En France, la procédure de déchéance de nationalité reste pour le moment très rare car elle est strictement encadrée. Conformément à l'article 25 du code civil, seuls risquent d'être déchus les citoyens naturalisés condamnés à certains crimes ou délits précis comme l'«atteinte aux intérêts fondamentaux de la nation», le terrorisme, ou ceux qui se livreraient «au profit d'un État étranger à des actes incompatibles avec la qualité de Français et préjudiciable aux intérêts de la France». Des conditions très restrictives que l'on retrouve dans les autres pays d'Europe.

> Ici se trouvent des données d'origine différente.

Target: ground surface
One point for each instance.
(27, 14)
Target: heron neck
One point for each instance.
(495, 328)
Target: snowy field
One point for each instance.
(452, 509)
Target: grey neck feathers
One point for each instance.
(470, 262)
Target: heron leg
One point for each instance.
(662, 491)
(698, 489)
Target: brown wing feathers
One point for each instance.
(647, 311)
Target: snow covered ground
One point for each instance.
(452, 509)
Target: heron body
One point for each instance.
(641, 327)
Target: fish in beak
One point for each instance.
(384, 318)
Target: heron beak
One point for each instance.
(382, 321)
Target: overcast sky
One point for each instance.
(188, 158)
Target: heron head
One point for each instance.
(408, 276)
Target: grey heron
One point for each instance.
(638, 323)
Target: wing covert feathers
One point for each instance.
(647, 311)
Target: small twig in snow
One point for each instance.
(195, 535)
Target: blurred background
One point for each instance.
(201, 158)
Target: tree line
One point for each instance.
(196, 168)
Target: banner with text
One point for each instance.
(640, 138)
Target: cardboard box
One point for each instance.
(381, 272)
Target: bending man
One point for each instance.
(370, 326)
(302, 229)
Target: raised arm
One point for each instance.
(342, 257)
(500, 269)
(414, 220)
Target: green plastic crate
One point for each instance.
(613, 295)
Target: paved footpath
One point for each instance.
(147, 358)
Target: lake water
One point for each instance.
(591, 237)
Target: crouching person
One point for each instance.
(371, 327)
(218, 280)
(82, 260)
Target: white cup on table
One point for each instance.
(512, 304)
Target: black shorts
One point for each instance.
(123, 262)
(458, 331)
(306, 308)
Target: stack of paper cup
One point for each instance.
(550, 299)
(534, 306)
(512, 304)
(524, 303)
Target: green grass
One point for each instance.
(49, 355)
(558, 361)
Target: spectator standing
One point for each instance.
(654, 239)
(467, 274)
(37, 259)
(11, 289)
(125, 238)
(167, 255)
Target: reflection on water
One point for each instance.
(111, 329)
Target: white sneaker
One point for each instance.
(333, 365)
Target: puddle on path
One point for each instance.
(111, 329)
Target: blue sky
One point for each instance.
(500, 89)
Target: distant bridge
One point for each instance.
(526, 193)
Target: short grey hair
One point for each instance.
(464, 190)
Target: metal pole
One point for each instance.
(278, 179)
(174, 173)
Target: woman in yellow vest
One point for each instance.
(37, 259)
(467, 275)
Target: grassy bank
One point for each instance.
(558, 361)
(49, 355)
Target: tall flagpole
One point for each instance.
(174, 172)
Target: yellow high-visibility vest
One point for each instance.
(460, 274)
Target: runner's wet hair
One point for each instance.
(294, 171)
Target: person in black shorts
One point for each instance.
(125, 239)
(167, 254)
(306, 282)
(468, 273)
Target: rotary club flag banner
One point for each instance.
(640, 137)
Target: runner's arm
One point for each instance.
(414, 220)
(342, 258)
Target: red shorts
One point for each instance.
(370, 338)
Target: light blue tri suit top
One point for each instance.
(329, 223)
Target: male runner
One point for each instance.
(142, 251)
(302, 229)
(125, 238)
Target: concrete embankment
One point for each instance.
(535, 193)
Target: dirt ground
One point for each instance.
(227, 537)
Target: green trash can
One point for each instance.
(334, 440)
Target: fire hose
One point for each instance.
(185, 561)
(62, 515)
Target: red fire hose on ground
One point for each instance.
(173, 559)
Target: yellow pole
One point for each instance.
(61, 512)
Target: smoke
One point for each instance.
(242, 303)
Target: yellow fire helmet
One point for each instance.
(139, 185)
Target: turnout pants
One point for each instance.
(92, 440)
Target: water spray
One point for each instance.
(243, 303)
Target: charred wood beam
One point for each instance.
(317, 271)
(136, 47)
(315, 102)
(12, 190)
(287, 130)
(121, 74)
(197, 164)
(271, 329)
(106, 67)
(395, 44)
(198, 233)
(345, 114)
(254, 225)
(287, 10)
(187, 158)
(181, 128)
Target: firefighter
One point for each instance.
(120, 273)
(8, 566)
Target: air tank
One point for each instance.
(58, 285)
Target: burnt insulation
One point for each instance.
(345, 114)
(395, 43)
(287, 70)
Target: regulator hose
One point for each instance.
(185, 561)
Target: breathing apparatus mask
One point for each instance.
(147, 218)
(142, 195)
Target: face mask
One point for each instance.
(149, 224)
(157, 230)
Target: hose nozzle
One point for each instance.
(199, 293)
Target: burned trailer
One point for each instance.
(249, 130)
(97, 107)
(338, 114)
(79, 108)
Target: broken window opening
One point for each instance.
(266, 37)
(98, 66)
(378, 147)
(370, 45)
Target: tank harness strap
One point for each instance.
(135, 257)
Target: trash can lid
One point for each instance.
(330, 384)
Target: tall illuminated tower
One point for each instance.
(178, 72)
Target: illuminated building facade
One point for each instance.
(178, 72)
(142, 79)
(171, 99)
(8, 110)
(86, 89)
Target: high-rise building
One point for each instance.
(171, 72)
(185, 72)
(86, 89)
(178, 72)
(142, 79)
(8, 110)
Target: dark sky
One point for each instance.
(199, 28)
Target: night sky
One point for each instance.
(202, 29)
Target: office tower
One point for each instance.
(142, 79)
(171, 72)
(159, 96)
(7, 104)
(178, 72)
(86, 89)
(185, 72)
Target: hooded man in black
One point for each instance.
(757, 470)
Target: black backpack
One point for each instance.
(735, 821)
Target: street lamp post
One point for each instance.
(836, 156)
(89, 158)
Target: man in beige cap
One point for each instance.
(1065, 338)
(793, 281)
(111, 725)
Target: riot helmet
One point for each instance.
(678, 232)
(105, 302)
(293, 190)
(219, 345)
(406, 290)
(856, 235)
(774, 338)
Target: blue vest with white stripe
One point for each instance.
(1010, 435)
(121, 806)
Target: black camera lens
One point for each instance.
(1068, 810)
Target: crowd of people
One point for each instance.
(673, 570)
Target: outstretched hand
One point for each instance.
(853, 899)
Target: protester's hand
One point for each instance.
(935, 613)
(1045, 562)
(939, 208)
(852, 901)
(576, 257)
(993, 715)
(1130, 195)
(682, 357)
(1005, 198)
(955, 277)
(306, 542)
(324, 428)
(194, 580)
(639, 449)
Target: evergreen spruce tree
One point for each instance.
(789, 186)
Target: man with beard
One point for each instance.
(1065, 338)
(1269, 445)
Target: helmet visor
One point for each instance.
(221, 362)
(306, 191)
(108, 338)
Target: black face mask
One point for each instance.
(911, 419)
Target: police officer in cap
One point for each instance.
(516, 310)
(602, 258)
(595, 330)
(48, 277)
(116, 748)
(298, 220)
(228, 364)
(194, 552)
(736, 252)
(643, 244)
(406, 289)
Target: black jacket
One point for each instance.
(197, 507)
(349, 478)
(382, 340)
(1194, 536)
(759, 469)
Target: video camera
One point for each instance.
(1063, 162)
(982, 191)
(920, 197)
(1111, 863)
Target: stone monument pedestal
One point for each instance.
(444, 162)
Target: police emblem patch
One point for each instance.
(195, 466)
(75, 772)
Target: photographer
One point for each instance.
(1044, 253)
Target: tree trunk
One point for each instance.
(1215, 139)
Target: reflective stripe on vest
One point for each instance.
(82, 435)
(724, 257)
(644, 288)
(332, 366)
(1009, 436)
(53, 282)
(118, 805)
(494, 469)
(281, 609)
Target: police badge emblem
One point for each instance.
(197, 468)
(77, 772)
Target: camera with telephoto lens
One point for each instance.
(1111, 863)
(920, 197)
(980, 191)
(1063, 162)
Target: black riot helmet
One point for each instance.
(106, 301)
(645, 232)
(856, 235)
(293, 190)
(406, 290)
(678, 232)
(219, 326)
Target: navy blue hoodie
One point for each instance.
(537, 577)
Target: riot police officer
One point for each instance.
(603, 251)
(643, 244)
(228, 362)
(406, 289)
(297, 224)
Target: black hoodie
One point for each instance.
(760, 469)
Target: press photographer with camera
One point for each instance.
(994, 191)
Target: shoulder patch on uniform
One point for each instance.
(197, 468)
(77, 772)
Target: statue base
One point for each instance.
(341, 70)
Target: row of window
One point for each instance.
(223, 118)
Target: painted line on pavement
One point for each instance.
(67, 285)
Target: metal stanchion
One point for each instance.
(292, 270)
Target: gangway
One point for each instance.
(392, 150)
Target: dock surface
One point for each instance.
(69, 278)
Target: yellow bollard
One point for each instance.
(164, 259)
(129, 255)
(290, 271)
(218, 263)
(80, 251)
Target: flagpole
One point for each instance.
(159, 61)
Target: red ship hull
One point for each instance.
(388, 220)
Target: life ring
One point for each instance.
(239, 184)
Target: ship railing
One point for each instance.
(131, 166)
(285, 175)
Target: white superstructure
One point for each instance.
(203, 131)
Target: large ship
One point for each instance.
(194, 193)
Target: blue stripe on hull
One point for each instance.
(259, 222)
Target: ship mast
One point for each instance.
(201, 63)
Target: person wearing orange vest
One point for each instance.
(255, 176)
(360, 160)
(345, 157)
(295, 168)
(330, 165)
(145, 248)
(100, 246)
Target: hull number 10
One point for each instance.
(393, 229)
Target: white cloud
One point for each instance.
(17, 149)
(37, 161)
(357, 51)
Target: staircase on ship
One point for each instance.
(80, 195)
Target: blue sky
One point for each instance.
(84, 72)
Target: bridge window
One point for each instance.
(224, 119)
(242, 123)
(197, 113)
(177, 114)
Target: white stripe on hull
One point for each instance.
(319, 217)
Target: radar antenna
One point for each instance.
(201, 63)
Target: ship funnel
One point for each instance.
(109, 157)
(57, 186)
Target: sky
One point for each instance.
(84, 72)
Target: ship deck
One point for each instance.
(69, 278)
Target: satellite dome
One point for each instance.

Seule Malte punit certains de ses criminels de droits communs issus de l'immigration par une déchéance de nationalité : si un citoyen est condamné à une peine supérieure à un an de prison dans les sept années qui suivent sa naturalisation, il perd automatiquement la nationalité maltaise. Dans les autres pays européens, il faut en revanche porter gravement atteinte à la sûreté de l'Etat ou représenter une réelle menace pour ses intérêts pour risquer une déchéance : être coupable de crimes de guerres, d'actes terroristes, servir dans une armée ennemie…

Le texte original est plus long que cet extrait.